On graduation from high school, he attended Raymond College at the University of the Pacific in Stockton, California. Active in student government, he studied history and social theory. It was also in college, when learning about "evolution and cultural anthropology and comparative religion," that he ceased to belief in his childhood faith, and left his Lutheran denomination.

Upon graduation in 1967, he married his wife Phyllis and taught school for three years. Faced with the draft during the Vietnam War, he immigrated to Revelstoke, British Columbia. There he worked in a lumber mill and as a reporter for a community newspaper. No longer in danger from the draft, he returned to the United States when he was 26 and entered a program in American Studies at the University of Kansas. Following a summer in Mexico, studying Spanish, Morales was granted a lectureship in 1976 as a Fulbright lecturer in American literature and American history at the University of Oviedo in Asturias, in northern Spain.

However, while in Spain, his son (born in Canada and then four years old) was diagnosed with cancer, necessitating a return to the United States, where the son was treated at the University of California San Francisco Medical Center. Faced with daunting medical bills, Morales accepted a job in 1977 working for the California Department of Social Services in Sacramento where his second child, a daughter, was born. He worked there until 1985 on tasks related to the Aid to Families with Dependent Children program.

In 1985, Morales ventured into newspaper publishing as the owner of community newspapers in Rogue River and Cottage Grove, Oregon, being a pioneer in the use of desktop publishing. As an experienced and innovative journalist, in 1995 he was awarded one of the first Knight International Journalism Fellowships and spent 5 months teaching and advising at La Industria de Chiclayo in Chiclayo, Peru.

==Unitarian Universalism==
Morales first became involved in Unitarian Universalism at the Unitarian Universalist Church of Eugene, Oregon. Very active, he served on the congregation's board of trustees. He enrolled in Starr King School for the Ministry, a Unitarian Universalist seminary in Berkeley, California and on graduation in 1999 was called to the Jefferson Unitarian Church in Golden, Colorado. Active in liberal evangelism while still in seminary, under his leadership the Jefferson Unitarian Church grew rapidly. The leadership of the Unitarian Universalist Association in 2002 asked him to serve as Director of District Services for two years, returning to Jefferson Unitarian Church in 2004. In 2008, in an address to his congregation, he announced his candidacy for the presidency of the Unitarian Universalist Association on a platform of inclusion and growth.

===Presidency of the Unitarian Universalist Association===
On June 27, 2009, Morales was elected president of the Unitarian Universalist Association at the General Assembly of the Association in Salt Lake City, Utah. Morales received 2,061 votes from delegates to 1,481 for his opponent, Dr. Laurel Hallman.

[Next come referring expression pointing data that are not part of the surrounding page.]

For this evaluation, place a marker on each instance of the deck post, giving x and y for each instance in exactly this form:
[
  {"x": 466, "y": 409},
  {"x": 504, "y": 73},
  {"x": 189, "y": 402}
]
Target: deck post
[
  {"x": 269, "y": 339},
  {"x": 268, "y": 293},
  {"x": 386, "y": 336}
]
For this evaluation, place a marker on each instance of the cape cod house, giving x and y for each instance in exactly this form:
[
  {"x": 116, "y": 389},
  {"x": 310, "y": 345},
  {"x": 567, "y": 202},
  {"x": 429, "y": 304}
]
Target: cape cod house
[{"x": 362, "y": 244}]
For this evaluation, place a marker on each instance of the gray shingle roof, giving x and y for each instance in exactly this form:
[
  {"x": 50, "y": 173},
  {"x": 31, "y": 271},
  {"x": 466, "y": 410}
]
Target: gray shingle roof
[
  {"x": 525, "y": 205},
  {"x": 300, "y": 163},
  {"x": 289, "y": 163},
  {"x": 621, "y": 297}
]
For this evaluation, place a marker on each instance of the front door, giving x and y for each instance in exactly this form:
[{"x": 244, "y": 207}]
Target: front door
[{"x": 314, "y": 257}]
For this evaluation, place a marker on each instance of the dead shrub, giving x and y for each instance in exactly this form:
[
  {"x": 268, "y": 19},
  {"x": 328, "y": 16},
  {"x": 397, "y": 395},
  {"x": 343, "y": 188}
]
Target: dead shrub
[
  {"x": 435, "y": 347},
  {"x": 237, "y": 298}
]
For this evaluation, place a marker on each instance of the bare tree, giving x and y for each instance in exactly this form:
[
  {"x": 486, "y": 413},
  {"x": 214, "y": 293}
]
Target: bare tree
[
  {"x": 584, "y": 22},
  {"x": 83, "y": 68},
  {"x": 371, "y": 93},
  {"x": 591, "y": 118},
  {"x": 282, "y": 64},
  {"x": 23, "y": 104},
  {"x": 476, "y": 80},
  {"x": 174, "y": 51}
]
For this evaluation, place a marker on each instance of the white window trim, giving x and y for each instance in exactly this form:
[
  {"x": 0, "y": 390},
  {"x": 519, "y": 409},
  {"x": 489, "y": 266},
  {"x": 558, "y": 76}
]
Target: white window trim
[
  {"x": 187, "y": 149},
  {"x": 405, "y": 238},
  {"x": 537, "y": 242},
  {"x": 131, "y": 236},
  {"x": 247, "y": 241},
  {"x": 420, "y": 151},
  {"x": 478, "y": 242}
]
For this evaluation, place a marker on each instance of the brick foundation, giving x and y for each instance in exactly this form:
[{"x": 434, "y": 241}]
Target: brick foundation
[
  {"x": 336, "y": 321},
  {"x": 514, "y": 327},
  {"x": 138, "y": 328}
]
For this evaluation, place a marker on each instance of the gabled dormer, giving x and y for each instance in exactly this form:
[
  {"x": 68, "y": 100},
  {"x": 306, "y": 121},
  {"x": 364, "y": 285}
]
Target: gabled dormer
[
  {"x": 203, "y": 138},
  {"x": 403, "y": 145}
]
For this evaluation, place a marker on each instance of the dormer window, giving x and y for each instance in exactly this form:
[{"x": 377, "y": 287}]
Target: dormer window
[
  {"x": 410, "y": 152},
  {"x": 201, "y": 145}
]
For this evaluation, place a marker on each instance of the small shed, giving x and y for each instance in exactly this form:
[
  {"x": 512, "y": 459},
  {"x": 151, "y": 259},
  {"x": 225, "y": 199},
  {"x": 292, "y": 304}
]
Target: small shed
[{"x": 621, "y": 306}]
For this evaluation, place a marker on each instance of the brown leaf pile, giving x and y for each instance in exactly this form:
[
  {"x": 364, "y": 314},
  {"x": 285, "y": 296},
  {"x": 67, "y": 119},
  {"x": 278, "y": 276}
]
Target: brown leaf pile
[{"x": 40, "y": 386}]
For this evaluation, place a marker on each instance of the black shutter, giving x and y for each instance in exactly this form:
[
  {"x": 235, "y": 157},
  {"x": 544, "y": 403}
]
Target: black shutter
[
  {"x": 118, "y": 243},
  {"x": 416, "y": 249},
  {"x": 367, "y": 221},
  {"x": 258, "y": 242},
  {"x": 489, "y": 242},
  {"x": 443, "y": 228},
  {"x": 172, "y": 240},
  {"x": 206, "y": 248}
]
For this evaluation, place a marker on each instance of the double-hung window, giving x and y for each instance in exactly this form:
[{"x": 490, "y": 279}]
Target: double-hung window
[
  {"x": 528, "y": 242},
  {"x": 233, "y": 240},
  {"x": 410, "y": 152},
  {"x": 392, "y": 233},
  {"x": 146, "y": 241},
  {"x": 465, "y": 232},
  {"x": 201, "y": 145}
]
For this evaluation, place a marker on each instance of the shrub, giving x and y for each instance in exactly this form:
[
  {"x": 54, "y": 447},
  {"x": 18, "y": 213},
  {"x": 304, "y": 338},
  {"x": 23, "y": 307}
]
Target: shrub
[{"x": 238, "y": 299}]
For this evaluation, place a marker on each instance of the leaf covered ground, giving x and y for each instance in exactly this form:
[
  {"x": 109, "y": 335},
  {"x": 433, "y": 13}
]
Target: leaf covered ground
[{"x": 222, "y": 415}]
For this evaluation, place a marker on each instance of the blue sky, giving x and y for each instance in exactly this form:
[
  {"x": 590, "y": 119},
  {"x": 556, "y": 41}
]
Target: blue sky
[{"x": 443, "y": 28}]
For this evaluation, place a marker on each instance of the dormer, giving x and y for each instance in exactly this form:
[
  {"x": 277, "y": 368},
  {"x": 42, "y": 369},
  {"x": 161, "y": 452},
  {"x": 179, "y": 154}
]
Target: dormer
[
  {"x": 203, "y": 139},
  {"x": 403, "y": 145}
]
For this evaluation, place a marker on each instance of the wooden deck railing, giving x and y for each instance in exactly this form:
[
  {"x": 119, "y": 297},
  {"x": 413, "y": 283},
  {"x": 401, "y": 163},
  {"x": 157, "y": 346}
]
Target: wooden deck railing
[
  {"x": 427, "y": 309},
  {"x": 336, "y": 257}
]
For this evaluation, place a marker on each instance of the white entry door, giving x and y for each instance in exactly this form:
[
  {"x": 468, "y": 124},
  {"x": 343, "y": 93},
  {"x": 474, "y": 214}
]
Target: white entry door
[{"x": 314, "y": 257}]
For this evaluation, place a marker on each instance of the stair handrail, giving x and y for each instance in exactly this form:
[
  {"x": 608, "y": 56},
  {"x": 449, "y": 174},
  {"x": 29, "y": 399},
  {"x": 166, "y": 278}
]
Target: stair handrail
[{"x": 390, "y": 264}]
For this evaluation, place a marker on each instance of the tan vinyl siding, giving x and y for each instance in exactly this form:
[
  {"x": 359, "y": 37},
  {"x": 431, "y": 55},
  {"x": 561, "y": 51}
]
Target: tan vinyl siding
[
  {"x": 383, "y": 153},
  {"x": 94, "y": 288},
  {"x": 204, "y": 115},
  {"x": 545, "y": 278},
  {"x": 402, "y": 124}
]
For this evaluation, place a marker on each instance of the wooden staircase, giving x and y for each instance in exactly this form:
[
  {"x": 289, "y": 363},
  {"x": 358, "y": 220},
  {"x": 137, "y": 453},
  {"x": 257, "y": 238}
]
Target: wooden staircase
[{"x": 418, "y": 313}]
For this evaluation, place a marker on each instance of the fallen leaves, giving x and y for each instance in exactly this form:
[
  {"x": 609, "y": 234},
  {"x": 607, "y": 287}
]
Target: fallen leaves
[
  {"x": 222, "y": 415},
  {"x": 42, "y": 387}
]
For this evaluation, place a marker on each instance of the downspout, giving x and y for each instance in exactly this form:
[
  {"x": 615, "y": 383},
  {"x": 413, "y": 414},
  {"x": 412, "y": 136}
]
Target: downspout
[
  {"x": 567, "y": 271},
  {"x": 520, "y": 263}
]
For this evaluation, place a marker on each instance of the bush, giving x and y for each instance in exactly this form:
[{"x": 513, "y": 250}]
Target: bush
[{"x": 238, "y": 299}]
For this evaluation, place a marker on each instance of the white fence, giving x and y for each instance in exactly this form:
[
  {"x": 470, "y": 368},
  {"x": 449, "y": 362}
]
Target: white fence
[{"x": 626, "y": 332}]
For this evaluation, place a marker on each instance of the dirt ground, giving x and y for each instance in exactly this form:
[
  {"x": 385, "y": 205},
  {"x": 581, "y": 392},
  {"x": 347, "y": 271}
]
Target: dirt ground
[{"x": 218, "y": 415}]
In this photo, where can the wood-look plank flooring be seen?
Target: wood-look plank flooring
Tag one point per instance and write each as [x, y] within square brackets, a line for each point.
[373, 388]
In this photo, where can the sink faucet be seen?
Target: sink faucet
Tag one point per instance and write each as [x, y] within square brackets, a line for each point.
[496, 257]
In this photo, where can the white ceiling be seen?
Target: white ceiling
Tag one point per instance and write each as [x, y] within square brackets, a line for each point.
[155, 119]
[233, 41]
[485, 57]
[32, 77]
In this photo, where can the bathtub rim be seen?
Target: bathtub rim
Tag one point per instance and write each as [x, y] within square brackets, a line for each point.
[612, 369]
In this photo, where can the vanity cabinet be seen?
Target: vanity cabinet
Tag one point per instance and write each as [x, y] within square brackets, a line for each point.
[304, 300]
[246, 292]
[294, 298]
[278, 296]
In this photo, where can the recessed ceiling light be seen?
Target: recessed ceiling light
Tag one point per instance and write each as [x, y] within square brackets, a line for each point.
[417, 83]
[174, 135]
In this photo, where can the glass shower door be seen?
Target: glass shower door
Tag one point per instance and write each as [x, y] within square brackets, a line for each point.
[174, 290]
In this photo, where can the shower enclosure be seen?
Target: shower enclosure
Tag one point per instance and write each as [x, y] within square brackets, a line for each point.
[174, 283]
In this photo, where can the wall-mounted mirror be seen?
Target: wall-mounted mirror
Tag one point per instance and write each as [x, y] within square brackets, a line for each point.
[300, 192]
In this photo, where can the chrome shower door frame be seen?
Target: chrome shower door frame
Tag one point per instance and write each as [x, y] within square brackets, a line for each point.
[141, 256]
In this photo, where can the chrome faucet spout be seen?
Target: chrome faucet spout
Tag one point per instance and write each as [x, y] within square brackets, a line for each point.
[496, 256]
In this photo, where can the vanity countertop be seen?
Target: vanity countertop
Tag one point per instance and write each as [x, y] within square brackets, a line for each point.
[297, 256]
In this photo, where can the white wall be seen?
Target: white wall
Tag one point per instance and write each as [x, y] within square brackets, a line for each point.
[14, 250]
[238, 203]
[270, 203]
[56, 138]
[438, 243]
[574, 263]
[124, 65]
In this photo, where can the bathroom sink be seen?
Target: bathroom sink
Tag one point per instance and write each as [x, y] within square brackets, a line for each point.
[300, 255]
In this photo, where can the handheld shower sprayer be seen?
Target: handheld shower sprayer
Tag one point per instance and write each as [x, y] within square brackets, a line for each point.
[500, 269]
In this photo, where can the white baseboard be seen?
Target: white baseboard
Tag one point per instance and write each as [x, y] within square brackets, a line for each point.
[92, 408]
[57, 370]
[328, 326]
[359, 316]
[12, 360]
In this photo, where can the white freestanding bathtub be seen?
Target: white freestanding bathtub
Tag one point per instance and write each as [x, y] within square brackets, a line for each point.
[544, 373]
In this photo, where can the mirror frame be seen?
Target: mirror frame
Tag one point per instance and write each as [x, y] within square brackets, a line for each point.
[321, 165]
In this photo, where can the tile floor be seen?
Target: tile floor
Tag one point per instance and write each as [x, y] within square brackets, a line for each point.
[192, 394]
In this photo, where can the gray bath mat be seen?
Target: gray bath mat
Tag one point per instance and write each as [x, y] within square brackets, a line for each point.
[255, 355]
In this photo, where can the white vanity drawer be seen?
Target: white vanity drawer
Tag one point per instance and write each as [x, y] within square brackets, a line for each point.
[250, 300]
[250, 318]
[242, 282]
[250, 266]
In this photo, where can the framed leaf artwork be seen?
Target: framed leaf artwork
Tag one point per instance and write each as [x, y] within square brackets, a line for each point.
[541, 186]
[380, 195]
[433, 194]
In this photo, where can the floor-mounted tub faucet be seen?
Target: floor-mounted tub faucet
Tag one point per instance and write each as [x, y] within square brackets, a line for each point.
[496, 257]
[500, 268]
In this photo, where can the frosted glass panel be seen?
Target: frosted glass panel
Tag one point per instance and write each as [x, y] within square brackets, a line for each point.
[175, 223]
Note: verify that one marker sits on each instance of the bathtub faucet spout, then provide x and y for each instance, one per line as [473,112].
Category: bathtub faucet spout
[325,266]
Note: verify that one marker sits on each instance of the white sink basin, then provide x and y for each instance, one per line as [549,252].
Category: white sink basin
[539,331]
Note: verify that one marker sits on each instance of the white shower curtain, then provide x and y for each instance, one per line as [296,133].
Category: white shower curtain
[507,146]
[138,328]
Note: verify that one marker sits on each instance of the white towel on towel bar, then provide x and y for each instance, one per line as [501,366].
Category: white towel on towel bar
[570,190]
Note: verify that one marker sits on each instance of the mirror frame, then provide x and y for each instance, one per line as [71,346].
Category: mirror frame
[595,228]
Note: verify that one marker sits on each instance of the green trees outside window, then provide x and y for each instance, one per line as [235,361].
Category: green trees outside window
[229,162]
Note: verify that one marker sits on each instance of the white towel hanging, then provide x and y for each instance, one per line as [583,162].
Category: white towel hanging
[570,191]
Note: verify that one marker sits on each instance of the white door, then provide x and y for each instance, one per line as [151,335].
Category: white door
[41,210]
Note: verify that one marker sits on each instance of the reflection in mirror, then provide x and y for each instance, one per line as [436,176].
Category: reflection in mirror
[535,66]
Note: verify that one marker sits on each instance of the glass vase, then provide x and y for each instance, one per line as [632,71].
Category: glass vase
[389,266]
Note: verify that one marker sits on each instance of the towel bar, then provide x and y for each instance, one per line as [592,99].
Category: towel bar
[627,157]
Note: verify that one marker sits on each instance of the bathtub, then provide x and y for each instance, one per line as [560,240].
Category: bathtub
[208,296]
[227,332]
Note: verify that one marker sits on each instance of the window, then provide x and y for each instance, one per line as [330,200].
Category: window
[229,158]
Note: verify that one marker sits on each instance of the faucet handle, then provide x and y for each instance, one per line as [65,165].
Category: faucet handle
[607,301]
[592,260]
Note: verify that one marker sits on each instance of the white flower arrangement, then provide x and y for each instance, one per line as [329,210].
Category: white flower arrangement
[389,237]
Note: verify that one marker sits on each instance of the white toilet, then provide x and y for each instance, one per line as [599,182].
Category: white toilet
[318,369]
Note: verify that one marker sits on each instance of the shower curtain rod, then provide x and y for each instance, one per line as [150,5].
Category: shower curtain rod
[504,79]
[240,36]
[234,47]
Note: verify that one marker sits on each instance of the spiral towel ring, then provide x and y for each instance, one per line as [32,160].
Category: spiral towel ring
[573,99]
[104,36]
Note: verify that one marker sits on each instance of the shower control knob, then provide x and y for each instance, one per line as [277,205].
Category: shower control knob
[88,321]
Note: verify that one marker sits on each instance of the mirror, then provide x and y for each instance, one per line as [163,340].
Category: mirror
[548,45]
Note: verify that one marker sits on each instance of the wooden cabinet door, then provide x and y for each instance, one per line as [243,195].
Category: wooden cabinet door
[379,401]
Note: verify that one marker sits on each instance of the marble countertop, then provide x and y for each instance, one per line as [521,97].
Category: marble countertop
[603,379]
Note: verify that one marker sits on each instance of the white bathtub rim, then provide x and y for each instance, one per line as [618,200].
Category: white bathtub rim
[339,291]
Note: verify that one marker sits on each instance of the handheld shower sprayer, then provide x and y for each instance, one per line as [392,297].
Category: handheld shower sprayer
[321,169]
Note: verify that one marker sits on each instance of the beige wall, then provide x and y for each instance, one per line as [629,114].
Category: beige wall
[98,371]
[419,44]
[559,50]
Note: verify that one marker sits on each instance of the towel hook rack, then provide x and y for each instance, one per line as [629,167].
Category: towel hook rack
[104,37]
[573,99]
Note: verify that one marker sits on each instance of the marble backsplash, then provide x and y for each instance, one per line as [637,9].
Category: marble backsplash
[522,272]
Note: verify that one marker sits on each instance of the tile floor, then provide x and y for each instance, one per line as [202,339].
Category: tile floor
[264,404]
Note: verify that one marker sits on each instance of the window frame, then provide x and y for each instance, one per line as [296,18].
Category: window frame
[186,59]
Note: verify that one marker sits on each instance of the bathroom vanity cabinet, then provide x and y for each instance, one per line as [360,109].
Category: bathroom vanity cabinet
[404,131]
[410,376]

Two themes defined the Morales presidency, 2009-2017: collaboration and innovation. These were the driving forces behind the accomplishments of his administration. Within the UUA, Morales restructured staff groups for more efficiency, effectiveness, and outreach. Beyond the UUA, Morales formed deeper partnerships with other Unitarian Universalist organizations, such as the UU Service Committee, to form the UU College of Social Justice. He also partnered with the Unitarian Universalist Ministers Association to create an entrepreneurial ministry program following the creation of an interfaith pilot program with leading business schools. Morales was a staunch supporter of multifaith collaboration. Morales sought to position the UUA as a convener for multifaith collaboration, most notably with the United Church of Christ, the Union for Reform Judaism, and the NAACP. Morales was unrelenting in his efforts to increase Unitarian Universalist presence and involvement on issues such as marriage equality, racial justice, immigration, and climate change. He was arrested twice for his convictions. Seeing moral issues as global issues, Morales engaged in, and promoted, international relationships and efforts for equality in many parts of the world including: Japan, India, Guatemala, Mexico, and Africa.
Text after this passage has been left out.